As despesas de hospedagem do antigo operário metalúrgico Lula no Meliá foram pagas pelos contribuintes. Eu, você, os familiares, amigos e vizinhos arcamos com o custeio das reuniões do candidato em Brasília e em qualquer outra parte do território nacional, ou no exterior, para onde deseje se deslocar. A crítica é válida para praticamente todos os partidos e candidatos. São poucos os que resistem ao impulso de delapidar dinheiro público em proveito próprio, de cupinchas e de familiares.
As leis sobre o Fundo Partidário e o Fundo de Financiamento de Campanha foram escritas e aprovadas pelos interessados. Caso típico de legislação em causa própria.
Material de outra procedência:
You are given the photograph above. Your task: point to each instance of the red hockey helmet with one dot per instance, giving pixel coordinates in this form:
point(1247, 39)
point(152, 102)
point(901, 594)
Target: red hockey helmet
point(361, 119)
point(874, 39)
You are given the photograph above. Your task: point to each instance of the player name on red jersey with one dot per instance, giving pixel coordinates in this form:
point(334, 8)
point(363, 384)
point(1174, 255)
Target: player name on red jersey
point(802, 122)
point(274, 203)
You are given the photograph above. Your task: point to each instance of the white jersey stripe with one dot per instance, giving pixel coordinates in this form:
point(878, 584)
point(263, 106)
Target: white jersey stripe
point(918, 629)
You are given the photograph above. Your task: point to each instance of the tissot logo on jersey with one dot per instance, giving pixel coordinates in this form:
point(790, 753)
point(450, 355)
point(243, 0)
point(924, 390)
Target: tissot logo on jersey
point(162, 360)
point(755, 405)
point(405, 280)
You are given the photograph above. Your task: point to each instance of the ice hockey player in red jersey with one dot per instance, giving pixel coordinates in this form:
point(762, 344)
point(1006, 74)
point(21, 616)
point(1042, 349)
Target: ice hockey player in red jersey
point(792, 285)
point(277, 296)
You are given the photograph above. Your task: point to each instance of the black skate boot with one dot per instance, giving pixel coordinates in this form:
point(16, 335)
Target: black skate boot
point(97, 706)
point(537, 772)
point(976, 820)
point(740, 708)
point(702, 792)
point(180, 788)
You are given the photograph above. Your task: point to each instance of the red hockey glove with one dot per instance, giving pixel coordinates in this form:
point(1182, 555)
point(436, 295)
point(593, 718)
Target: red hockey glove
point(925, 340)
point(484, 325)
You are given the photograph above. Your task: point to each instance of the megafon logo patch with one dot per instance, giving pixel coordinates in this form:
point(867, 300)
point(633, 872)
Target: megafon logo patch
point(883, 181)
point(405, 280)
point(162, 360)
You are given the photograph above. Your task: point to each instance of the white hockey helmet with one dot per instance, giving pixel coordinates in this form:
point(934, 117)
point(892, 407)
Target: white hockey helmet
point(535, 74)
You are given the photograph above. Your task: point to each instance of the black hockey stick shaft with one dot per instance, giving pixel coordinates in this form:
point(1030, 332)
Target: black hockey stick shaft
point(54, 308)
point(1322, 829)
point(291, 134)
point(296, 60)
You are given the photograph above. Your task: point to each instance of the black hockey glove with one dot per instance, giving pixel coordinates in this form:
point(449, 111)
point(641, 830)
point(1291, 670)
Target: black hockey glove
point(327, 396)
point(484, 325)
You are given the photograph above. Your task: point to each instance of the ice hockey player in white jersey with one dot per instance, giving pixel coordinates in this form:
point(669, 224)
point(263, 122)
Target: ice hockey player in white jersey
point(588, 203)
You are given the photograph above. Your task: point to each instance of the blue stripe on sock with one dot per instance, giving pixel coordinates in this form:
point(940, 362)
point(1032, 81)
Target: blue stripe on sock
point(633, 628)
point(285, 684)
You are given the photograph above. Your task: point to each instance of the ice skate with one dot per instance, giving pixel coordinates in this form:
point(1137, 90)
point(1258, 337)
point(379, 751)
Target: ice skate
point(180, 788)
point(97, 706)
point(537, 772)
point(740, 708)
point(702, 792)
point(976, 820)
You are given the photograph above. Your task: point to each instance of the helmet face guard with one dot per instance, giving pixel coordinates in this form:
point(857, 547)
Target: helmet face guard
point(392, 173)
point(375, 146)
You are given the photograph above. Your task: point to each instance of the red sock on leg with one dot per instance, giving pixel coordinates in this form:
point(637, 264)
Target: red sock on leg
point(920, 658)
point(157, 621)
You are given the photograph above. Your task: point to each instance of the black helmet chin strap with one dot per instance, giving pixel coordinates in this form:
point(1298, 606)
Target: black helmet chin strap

Para um País com 11 milhões de desempregados, 6 milhões de desalentados, 33,3 milhões de pessoas que vivem em situação de miséria, 40 milhões na linha da pobreza, ambos os fundos são a prova cabal de que o mundo político é majoritariamente integrado por pessoas moralmente desqualificadas.
Partidos e candidatos nutridos pelo Fundo Partidário e pelo Fundo Especial de Financiamento de Campanha são fariseus, falsos, hipócritas, quando prometem cuidar das camadas carentes da população. Estivessem dizendo a verdade, assumiriam o compromisso de, em nome da moralidade e da decência, extinguir ambos os Fundos nos primeiros dias de governo.
– Almir Pazzianotto Pinto é Advogado. Foi Ministro do Trabalho e presidente do Tribunal Superior do Trabalho.